今まで憧れ続けていた推しの力になれている、彼女を幸せに出来ているんだと思うと嬉しくて仕方がなかった。
『だからこうやって甘えてくれてるのか。本当にソフィーは可愛いよな、よしよし』
『ふにゃぁ……レンのなでなで』
ソフィアの頭を撫でてあげると彼女は猫のように目を細めて、もっとして欲しいとばかりに身を預けてくる。
俺の手に頭を擦り寄せて、ふにゃりと蕩けた表情をする彼女が可愛くて愛おしくて仕方がなかった。
『今日はなでなでするのは反則だって言わないのか?』
『言わない、もっとして欲しいから。好きなだけなでなでしていいの』
『わかった。じゃあ今日は遠慮なくなでなでさせてもらうな』
ソフィアの綺麗な金髪に手を添えて優しく撫でていく。さらさらの髪は絹のような滑らかさだ。
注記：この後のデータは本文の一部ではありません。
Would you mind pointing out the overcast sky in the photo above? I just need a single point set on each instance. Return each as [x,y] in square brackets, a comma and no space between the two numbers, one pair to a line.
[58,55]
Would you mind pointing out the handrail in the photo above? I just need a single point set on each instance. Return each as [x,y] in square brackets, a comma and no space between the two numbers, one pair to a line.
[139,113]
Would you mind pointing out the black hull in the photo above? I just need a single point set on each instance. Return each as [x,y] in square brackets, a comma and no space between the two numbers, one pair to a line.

彼女は心地良さそうに目を閉じて、甘っぽい声を漏らすその仕草はまるで本物の猫のようだった。
『んっ……レンのなでなで好き。 優しくてあったかいから、とっても安心できるの』
『俺もソフィーを撫でるの好きだぞ。髪の毛サラサラでいつまでも触っていたくなるから』
『えへへ……て、照れちゃう。レンに褒められると嬉しくて幸せで、わたしまたふにゃふにゃになる』
ソフィアの笑顔がさらに甘く柔らかく溶けていって、俺もそれに釣られるように頬が緩んでしまう。二人きりの部屋の中、お互いの体温を感じながら過ごすこの時間は、とても穏やかで優しいものだった。